Pantser Plotting–Huh?

(Cross-posted from my entry in Tabby’s Nocturnal Nights)

We all know what GMC stands for. We all use Debra Dixon’s formula in one way shape or form to craft a story. Some writers use elaborate methods to plot a story, to the point of practically writing it before they write the first draft. But today I’m going to explain my pantser’s guide to plotting….

An oxymoron for sure. Since the definition of a pantser is someone who DOES NOT plot.  Anyone who knows me knows I define myself as a tried and true pantser. Most of the time I never know what my next scene will be. I don’t do mind maps; I don’t have bulletin boards with index cards of every action; and I decidedly don’t have an outline. I like to let the story unfold before me as I fill the blank page with words. However, I always know where my story is going and how it will end. And I don’t mean just the HEA at the end…Daring Hero riding off into the sunset with Brave Heroine astride his trusty steed.  I know what had to change in their lives to bring them to this point, how they’d grown as characters (ARC) and I know what they had to overcome to have that HEA.

Okay, now you’re scratching your heads. Trust me I’ve done that more than once myself.  I may not plot a story, but I do learn about my characters. And how I do this is by making sure I have a clear understanding of what makes these people tick. Once I decide on an idea for a story, I usually know who the key players will be—the hero/heroine and antagonist/s. I figure out what their back-stories are. What led these people to find themselves in this story idea? Then I think about where I want them to be at the end of the story.  How do I want them to be different from the characters I’ve created from their pasts? I don’t do character interviews, but I write down everything that I can think of about the character—descriptions, personality, jobs, relationships, what would bring fear to them, what would bring them joy. I figure out what their goals are, what motivates them, and what would bring them conflict and how they might respond to that conflict. I even decide on if they have any quirks in their personalities, and more importantly, why are these quirks important. I do this for every major character. I still have no idea how their stories will enfold, but I do know that I, indeed, have a story.

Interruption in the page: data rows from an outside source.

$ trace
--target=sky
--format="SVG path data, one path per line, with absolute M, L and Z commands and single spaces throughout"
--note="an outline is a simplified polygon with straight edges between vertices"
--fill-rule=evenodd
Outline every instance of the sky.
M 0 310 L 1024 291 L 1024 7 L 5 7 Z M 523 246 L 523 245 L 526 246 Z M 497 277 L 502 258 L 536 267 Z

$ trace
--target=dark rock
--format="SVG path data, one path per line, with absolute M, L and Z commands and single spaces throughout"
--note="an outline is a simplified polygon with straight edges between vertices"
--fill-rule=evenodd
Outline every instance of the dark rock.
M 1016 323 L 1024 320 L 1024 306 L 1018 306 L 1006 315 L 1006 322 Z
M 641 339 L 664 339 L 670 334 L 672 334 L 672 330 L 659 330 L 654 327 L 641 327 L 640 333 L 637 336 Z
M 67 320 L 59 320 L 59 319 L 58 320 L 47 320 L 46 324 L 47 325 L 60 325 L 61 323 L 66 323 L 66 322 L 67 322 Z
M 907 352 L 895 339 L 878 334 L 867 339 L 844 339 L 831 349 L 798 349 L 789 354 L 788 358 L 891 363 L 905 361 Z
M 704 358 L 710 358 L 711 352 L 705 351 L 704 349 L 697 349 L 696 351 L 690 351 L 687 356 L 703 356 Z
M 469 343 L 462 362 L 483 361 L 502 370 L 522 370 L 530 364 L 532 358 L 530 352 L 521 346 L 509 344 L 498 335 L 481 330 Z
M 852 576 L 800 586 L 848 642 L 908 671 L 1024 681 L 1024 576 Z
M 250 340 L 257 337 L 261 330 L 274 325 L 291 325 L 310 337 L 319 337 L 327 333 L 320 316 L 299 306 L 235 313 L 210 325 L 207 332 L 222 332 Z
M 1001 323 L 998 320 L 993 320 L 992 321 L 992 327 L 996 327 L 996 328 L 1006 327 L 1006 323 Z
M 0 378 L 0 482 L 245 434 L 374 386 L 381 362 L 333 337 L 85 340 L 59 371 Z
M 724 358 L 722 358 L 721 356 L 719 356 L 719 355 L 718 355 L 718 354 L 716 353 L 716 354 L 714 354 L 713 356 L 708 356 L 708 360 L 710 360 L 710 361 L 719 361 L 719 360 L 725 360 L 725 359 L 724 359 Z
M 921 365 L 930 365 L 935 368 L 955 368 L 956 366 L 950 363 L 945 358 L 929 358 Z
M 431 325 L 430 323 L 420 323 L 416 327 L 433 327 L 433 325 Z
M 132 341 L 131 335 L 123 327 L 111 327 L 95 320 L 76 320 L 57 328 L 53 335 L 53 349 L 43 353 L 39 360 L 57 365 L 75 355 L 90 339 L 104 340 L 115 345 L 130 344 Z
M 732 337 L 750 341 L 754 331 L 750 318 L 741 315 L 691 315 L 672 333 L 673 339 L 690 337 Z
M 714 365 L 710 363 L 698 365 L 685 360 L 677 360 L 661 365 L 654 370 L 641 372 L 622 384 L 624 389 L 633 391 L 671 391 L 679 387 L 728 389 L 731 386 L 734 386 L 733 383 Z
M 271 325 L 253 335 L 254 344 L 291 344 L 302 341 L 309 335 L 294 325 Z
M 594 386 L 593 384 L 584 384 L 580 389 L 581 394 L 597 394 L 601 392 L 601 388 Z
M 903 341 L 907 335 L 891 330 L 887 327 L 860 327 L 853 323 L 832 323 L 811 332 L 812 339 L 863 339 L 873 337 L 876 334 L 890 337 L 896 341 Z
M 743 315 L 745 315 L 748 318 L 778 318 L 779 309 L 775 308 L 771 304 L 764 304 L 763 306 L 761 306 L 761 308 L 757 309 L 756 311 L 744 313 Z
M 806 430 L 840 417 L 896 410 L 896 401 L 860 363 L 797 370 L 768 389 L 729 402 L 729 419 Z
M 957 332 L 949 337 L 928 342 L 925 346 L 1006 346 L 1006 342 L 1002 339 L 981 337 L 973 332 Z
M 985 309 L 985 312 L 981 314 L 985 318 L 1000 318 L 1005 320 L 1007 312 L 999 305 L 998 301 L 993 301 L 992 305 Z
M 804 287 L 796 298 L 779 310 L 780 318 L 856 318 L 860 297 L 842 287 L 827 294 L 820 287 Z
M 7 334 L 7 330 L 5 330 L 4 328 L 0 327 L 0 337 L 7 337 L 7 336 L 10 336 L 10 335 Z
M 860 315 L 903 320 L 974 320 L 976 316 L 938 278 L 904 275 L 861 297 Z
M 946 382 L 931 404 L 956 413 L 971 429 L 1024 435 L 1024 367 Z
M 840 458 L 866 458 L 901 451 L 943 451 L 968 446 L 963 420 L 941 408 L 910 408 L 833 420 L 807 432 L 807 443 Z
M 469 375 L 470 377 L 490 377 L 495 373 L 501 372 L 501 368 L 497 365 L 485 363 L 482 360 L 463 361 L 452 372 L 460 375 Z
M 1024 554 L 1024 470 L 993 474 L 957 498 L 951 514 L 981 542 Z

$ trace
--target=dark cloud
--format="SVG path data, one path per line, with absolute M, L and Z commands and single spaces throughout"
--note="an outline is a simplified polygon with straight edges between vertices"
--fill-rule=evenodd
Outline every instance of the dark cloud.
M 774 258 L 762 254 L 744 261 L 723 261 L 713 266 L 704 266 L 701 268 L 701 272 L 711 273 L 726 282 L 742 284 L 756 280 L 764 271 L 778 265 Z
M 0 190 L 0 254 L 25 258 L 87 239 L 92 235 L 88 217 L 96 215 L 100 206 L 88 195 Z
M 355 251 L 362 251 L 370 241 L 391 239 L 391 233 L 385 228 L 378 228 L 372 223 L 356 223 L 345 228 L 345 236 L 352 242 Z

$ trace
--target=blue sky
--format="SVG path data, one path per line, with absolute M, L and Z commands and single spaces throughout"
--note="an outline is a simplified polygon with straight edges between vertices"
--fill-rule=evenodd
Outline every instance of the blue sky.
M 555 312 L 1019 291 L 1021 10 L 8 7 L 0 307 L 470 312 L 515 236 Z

The only thing left is to figure out how the characters best want to tell it and let them do the talking.


  1. CBlaire says:

    A well-known multi-pubbed author suggests mentally following the main characters through a typical day to *get the feel* of their personality traits. ( a lesson in vivid imagination!) Knowing what makes the main characters tick, before beginning their story fits in with your writing method.
    I like the concept of knowing *where* the story is going and how it will end…both vital pre-story ingredients. This could almost be construed as mini-plotting 🙂

    1. I do that! I often think up senes with my characters, sometimes that’s were a story idea comes from. I’ll get an idea about a character and build the story around them… That’s where The Long Road Home came from. Seth Kendall would not let me alone…LOL Although, NONE of those early “scenes” ever made it into the book. I guess what I do could be construed as plotting, but not in the way most plotters would think of it. I think of it more as character studies.